A Milano si è riunita la II Assemblea Missionaria Diocesana. Tra testimonianze, la presentazione di alcune realtà, preghiera e riflessione, l’Arcivescovo ha chiesto agli animatori di collaborare alla costruzione della “Chiesa dalle genti”, offrendo il proprio contributo al Sinodo minore
di Annamaria
Braccini
Un incontro di grazia e non per lamentarsi. È quello che si realizza, presso la “Casa Cardinale Ildefonso Schuster” di via Sant’Antonio a Milano, con la IIª Assemblea Missionaria Diocesana per l’Anno pastorale 2017-2018, dopo la prima svoltasi il 30 settembre scorso. Assise affollata – accanto a monsignor Delpini siedono il vicario episcopale di Settore, monsignor Luca Bressan e il responsabile dell’Ufficio per la Pastorale Missionaria, don Antonio Novazzi – nella quale l’Arcivescovo si rivolge ai partecipanti dicendosi felice di incontrali «sentendo che siete collaboratori nel mio desiderio che tutte le comunità abbiano questa apertura missionaria».Si parte da “Evangelii Gaudium”, per l’articolata relazione che monsignor Delpini titola, “Il sogno di una Chiesa missionaria e il Sinodo minore della Chiesa di Milano”.
I documenti del Magistero, ovviamente (se non più di altri), non sono fatti per le citazioni, ma per cogliere «le scintille che accendono i cuori», chiarisce subito il vescovo Mario.
«Dappertutto vedo brillare scintille, gesti minimi di persone che praticano la “legge della decima”. È stupefacente rilevare il numero, la qualità, la costanza, la creatività di un popolo sterminato che abita nelle nostre terre, che rende abitabili le nostre città, che rassicura sul futuro». Eppure queste scintille rischiano di essere «piccole e precarie».

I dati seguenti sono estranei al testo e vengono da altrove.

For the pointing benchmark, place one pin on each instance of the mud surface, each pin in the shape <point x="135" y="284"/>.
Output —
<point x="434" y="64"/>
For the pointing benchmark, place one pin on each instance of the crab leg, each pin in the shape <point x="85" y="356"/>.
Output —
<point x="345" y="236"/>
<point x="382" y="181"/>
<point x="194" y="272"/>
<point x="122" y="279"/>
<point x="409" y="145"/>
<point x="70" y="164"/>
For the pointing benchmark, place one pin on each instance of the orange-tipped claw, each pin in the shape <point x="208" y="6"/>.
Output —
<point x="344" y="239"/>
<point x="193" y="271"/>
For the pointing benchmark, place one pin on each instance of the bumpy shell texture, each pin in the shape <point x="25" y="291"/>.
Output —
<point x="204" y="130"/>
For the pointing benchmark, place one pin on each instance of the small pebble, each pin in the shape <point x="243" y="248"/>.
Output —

Il pensiero va, così, al Papa che, richiamando la necessità di essere contagiati da questa passione, dice: “Non lasciatevi rubare il Vangelo”. «Coloro che sono chiamati a vivere la dimensione missionaria sono anche chiamati a essere questo fuoco. L’animatore missionario non si deve accontentare di fare il bene, ma deve trasformare questa opera, anche magari minima, in un’occasione di gioia. Dobbiamo aiutare gli altri a sperimentare la gioia del Vangelo, non una frenesia di iniziative». E ciò nella consapevolezza che solo l’incontro personale con Cristo permette di sperimentare la gioia autentica «che non può essere una maschera, una recita, un modo per tranquillizzare quelli a cui vogliamo bene, e che è, invece, la gioia misteriosa che convive con le tribolazioni, è la comunione con Gesù».
Questo, d’altra parte, è il senso di “Evangelii Gaudium”: «un dare del “tu” al Signore che genera la gioia di annunciarlo. Le scintille che brillano nella notte devono diventare come una stella cometa che arriva al Signore».

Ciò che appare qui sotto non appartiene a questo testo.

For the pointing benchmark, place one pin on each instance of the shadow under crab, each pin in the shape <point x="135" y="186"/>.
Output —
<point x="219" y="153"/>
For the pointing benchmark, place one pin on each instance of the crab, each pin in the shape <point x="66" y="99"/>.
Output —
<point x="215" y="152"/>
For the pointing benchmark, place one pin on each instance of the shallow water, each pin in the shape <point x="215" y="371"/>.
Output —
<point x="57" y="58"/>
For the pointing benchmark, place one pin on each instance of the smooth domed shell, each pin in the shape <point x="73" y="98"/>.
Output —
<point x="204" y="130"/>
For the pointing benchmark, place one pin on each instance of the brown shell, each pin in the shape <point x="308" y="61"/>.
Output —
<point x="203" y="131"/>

Pur ringraziando per il molto che si fa, l’Arcivescovo non si nasconde i problemi e le stanchezze che sembrano caratterizzare il mondo di oggi. La consegna è, allora, a prendere il largo: «A volte pare che il gran bene che facciamo rimanga muto. Questo è un cristianesimo timido e complessato», di fronte al quale occorre chiedersi, appunto, «perché ci lasciamo rubare il Vangelo».
Il «richiamo di cui abbiamo bisogno», per usare ancora le parole di Delpini, è chiaro. «Come possiamo portare il Vangelo agli altri se non abbiamo il coraggio di dirlo? Chiediamoci se nel nostro desiderio di essere discreti, non si nasconda il non avere incontrato di recente Gesù».

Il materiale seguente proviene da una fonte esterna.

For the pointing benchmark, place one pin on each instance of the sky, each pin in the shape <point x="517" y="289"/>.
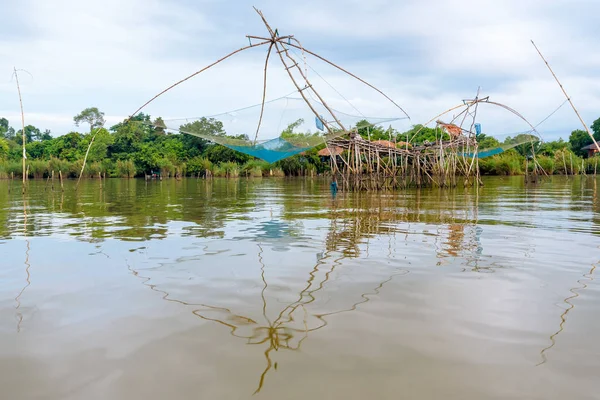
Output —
<point x="426" y="55"/>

L’invito è a guardare a esperienze feconde come quelle dei missionari ad vitam e dei Fidei donum, protagonisti, nell’auspicio dell’Arcivescovo, di una «collaborazione tra le Chiese non sia un percorso a senso unico – perché sarebbe una specie di colonialismo –, ma un annunciare il Vangelo per impararlo di nuovo».
Da qui la richiesta di un aiuto reale, in considerazione «dell’importanza dell’animazione missionaria per il Sinodo minore».
«Come possiamo immaginare una Chiesa per domani? Come deve essere la nostra Chiesa fatta dalle genti? Vi chiedo di meditare la Lettera agli Efesini (a ognuno, al termine dell’incontro, ne viene distribuita una copia con l’introduzione dell’Arcivescovo stesso e le note di don Franco Manzi) perché, per capire cosa sia la Chiesa dalle genti, bisogna sapere cosa è la Chiesa: non un sogno fantastico, ma quella che lo Spirito ci induce a costruire».
Non manca, prima delle testimonianze di missionari Fidei Donium appena tornati dallo Zambia, un’espressione scherzosa: «Il mio editto per i laici è: leggetela entro Pasqua».